Kanye West, yang merancang dan mengembangkan lini produk Yeezy bersama Adidas, adalah salah satu wajah perusahaan pakaian olahraga yang paling dikenal.
Namun, ia juga termasuk orang yang kerap melakukan polarisasi dan kerap menjadi berita utama karena mengatakan hal-hal yang menimbulkan banyak kontroversi setelahnya. Pada hari Kamis, ia bertemu dengan Presiden AS Donald Trump, salah satu tokoh paling terpolarisasi di dunia, dan menyampaikan monolog berdurasi 10 menit.

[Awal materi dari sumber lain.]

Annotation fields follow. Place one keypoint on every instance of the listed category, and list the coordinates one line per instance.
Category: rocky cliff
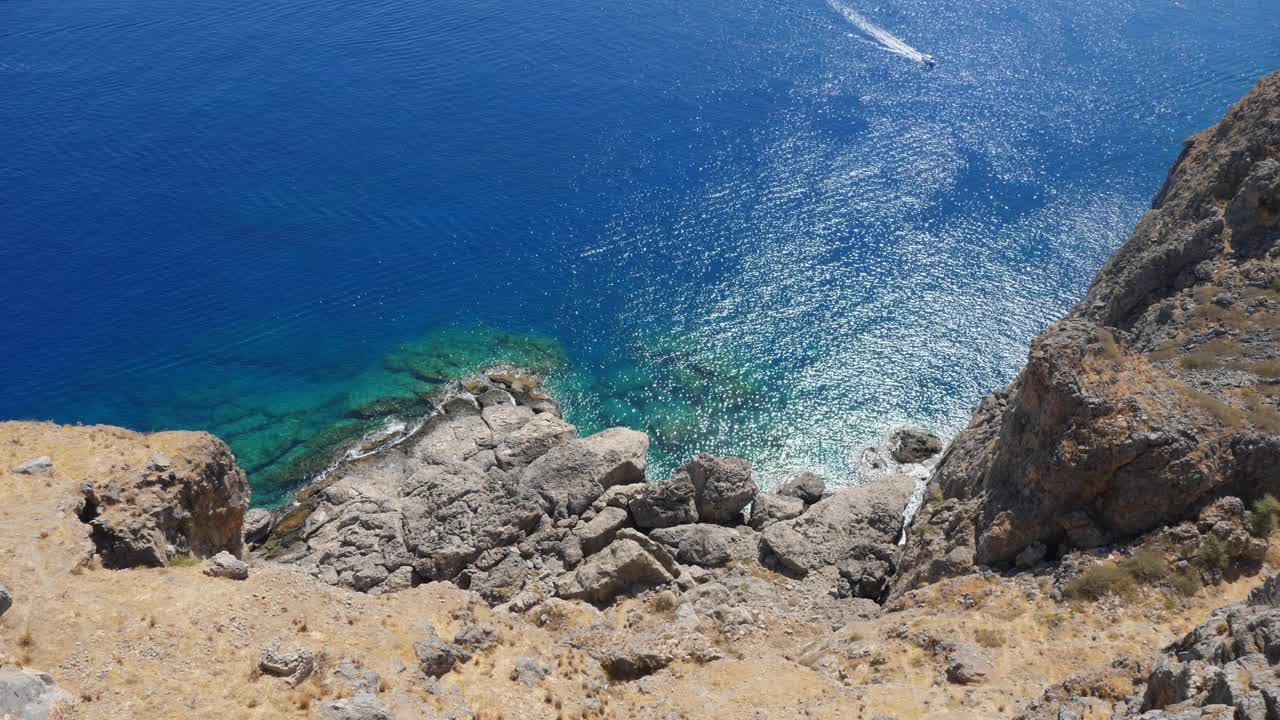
(1156, 395)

Namun perilaku Kanye West yang kerap tidak menentu sepertinya tidak terlalu mengganggu para eksekutif Adidas. “Ketika Anda memiliki model bisnis seperti kami, tentu ada liabilitasnya, tapi juga peluang yang berjalan beriringan,” kata CEO Adidas Kasper Rorsted dalam wawancara dengan Business Insider awal pekan ini. Namun, ia juga mencatat bahwa jika seseorang yang bekerja dengan Anda atau seorang atlet terkenal berperilaku buruk, hal ini dapat berdampak negatif pada citra suatu merek.
Bos Adidas Rorsted: Siapa yang memutuskan apa yang pantas?
Rorsted menekankan bahwa Adidas melakukan uji tuntas ketika memilih orang untuk diajak bekerja sama. “Jelas, kami sedang melihat apa yang mereka ajukan dan apakah mereka mungkin mempunyai pendapat yang tidak sejalan dengan nilai-nilai kami,” katanya. Namun Rorsted juga mengatakan dia tidak terlalu khawatir ketika sesuatu yang kontroversial dibicarakan. “Jika Anda menginginkan kreativitas tertinggi, maka hal itu harus sejalan dengan hal tersebut dan Anda harus menerima kenyataan bahwa terkadang orang-orang ini akan mengatakan sesuatu yang tidak ingin Anda katakan sendiri. Tapi orang lain mungkin menganggap itu hal yang baik,” lanjut Rorsted.
“Kami bekerja di 75 negara. Sekarang, jika Anda mulai menilai berdasarkan kesopanan, apakah itu pandangan Anda tentang kesopanan? Atau milikku? Atau apa yang dianggap cocok oleh Tiongkok? Siapa yang memutuskan apa yang pantas dan apa yang harus diukur oleh perusahaan?” Rorsted menekankan bahwa Adidas “hampir tidak memiliki pendirian politik apa pun”, namun memiliki pendirian mengenai isu-isu seperti keberlanjutan, perdagangan yang adil, dan ketenagakerjaan. “Sejujurnya, kami tidak bisa memiliki pandangan politik apa pun. Kami ada di 75 negara berbeda dan semuanya memiliki pemerintahan berbeda.”